Tree clearing may have killed 180 koalas in Australia in just two years
Tree clearing may have killed as many as 180 koalas in southeast Queensland in the two years after the former state government relaxed vegetation protection laws, according to an analysis by the World Wildlife Fund.
Bulldoze their trees and you kiss the koalas goodbye – they’re forced to look for new homes and are then killed by cars or dogs
The environmental group says a crisis gripping koala populations has its root in a surge in tree clearing given the political green light in both Queensland and New South Wales.
The koala deaths in southeast Queensland, compounding a trend that has wiped out half the koala population statewide in the last two decades, came from the bulldozing of 44 sq km of bushland between mid-2013 and mid-2015, WWF scientist Martin Taylor argues.

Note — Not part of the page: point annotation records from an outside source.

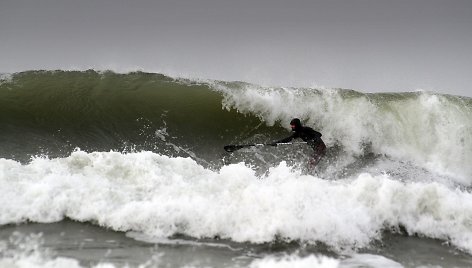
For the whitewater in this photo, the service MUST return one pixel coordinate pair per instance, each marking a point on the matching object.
(142, 154)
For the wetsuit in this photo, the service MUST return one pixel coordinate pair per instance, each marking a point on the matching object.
(311, 136)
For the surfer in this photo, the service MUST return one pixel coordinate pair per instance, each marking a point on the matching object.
(311, 136)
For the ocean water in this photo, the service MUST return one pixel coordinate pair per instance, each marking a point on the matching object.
(106, 169)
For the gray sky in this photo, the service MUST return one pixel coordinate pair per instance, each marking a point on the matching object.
(367, 45)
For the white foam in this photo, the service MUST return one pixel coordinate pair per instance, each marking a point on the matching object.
(295, 262)
(433, 131)
(160, 196)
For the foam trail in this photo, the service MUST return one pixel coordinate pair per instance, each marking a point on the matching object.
(161, 196)
(434, 131)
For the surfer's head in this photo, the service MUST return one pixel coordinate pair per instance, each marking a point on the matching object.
(295, 124)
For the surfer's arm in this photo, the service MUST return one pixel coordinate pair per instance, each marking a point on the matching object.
(288, 139)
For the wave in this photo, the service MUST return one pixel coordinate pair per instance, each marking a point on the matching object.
(162, 196)
(151, 159)
(54, 112)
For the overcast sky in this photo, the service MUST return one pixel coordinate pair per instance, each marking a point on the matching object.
(367, 45)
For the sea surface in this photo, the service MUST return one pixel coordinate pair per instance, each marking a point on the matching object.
(105, 169)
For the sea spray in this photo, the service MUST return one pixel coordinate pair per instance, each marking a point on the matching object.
(161, 196)
(434, 131)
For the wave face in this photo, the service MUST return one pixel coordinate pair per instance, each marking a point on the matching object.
(144, 152)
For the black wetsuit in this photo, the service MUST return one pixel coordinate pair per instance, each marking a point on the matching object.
(312, 137)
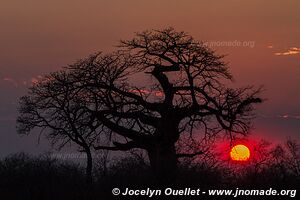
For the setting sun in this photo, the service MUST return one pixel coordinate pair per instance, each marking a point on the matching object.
(240, 153)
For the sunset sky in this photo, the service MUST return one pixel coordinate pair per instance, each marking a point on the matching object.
(260, 38)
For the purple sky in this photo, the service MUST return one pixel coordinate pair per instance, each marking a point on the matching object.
(261, 39)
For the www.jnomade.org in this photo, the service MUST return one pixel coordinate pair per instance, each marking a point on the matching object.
(196, 192)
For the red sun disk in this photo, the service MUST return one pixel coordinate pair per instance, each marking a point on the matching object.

The wave of deaths pushed the iconic animal further towards local extinctions in former strongholds, particularly to Brisbane’s north.

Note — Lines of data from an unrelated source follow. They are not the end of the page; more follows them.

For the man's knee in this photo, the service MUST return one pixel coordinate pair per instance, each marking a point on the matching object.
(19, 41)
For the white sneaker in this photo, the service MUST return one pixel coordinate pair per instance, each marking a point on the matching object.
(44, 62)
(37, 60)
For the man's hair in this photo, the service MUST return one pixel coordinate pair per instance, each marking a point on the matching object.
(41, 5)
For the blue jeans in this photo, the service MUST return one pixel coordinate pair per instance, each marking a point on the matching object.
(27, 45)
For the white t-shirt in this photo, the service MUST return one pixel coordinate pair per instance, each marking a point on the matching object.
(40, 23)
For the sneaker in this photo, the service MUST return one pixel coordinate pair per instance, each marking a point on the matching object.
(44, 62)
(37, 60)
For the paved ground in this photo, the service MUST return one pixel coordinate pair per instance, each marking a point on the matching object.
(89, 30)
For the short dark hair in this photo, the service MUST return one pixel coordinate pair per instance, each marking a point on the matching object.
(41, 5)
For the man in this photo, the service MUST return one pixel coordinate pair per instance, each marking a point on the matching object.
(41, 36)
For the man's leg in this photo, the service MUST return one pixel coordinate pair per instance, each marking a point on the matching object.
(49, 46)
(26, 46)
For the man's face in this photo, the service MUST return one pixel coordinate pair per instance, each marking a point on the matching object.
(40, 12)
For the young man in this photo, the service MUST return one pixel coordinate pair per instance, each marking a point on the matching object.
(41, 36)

They were followed by an ongoing surge in fatal koala injuries from vehicles and dog attacks that has the RSPCA fearing for their long-term survival in the region.
In NSW, there are also fears of local koala populations being wiped out after total numbers fell by an estimated 26 per cent in the past two decades, according to a separate WWF report by University of Queensland academic Christine Adams-Hosking. The report declared tree clearing, also relaxed by the NSW state government in late 2016 , a major factor.